Last earnings season, Oracle landed squarely in the middle of the spending debate. Its outlook fell short of Wall Street’s expectations, and the company pointed to rising capital spending—highlighting just how fast AI-driven infrastructure expenses can balloon. 5

Rates are another headache. Bigger yields have a way of making those long-horizon growth plays seem pricey. Oracle’s cloud plans, a long-term project by any measure, can see its valuation reset fast if macro views change.
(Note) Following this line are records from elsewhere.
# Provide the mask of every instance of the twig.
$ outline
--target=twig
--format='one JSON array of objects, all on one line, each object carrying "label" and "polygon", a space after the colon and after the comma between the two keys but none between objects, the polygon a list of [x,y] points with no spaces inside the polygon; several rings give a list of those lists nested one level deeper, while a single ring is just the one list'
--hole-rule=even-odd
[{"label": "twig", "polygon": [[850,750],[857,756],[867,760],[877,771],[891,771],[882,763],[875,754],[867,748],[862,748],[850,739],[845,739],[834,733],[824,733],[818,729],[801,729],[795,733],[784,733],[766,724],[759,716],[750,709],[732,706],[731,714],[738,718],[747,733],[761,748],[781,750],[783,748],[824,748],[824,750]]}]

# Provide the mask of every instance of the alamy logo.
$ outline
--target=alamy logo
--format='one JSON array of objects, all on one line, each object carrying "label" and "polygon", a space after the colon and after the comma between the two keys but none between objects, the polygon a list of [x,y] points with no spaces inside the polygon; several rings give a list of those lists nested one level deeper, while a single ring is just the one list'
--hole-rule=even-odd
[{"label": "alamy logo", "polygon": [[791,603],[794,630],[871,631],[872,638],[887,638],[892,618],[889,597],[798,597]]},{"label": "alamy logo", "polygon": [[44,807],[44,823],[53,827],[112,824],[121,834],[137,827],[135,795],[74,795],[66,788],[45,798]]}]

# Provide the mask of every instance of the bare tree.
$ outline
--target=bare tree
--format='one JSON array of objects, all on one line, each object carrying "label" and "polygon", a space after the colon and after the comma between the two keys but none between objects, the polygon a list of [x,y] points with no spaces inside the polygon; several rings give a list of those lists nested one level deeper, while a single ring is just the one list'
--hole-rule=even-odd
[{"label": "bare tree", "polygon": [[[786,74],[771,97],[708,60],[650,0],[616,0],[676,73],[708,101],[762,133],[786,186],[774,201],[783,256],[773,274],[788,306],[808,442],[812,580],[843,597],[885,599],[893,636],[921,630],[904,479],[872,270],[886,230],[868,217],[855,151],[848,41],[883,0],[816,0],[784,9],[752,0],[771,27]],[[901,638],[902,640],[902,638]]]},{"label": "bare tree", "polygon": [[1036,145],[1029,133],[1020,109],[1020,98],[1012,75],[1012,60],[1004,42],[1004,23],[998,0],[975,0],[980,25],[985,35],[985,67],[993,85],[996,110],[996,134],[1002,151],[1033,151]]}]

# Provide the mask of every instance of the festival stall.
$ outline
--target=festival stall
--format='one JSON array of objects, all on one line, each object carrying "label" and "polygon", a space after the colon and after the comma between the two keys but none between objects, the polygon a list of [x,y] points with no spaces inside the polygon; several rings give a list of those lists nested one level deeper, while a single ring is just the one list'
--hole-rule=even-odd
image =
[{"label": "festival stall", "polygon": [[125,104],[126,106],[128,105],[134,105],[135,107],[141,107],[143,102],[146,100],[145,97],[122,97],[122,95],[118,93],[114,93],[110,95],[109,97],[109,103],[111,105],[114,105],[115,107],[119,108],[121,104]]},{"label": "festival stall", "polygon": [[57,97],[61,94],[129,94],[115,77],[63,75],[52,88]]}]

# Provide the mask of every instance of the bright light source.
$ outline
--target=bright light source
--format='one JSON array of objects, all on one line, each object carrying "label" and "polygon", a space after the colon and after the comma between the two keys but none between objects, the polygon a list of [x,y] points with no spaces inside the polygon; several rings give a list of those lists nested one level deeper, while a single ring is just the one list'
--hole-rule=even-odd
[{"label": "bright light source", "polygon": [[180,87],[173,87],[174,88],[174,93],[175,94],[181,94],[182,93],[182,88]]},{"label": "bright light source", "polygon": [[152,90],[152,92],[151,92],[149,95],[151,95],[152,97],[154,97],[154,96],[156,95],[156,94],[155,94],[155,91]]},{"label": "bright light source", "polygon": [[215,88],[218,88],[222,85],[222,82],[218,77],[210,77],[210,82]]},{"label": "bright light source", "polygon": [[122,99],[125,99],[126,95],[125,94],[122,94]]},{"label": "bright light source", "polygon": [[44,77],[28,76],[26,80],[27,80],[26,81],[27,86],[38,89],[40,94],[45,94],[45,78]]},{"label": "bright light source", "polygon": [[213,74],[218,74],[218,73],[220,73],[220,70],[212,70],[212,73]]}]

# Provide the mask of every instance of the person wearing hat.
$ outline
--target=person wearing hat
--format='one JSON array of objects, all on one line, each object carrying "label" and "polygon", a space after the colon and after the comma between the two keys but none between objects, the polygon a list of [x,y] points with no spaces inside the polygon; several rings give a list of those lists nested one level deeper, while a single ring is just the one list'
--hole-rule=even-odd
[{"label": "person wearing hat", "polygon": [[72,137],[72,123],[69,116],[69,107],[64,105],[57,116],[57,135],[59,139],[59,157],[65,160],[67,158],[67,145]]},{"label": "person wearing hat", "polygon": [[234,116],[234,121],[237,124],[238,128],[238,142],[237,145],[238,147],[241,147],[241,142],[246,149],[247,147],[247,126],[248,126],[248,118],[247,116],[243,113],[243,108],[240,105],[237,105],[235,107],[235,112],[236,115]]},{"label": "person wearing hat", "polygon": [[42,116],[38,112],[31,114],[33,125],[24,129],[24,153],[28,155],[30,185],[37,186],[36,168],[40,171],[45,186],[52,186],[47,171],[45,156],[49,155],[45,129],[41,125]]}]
Eyes now turn to Friday’s U.S. personal consumption expenditures (PCE) price index, the inflation figure the Federal Reserve tracks most closely as it weighs potential rate cuts. Over at Oracle, the investor relations page remains empty for upcoming events, leaving the timing of the next earnings announcement up in the air. 6

The cloud gains might not show up quickly enough to balance out the heavy capital spending, and with unresolved legal issues plus a restless tech market, buyers are staying on the sidelines. Right now, traders are waiting for something concrete — maybe an earnings announcement, updated guidance, or just a calmer market — before getting back into ORCL.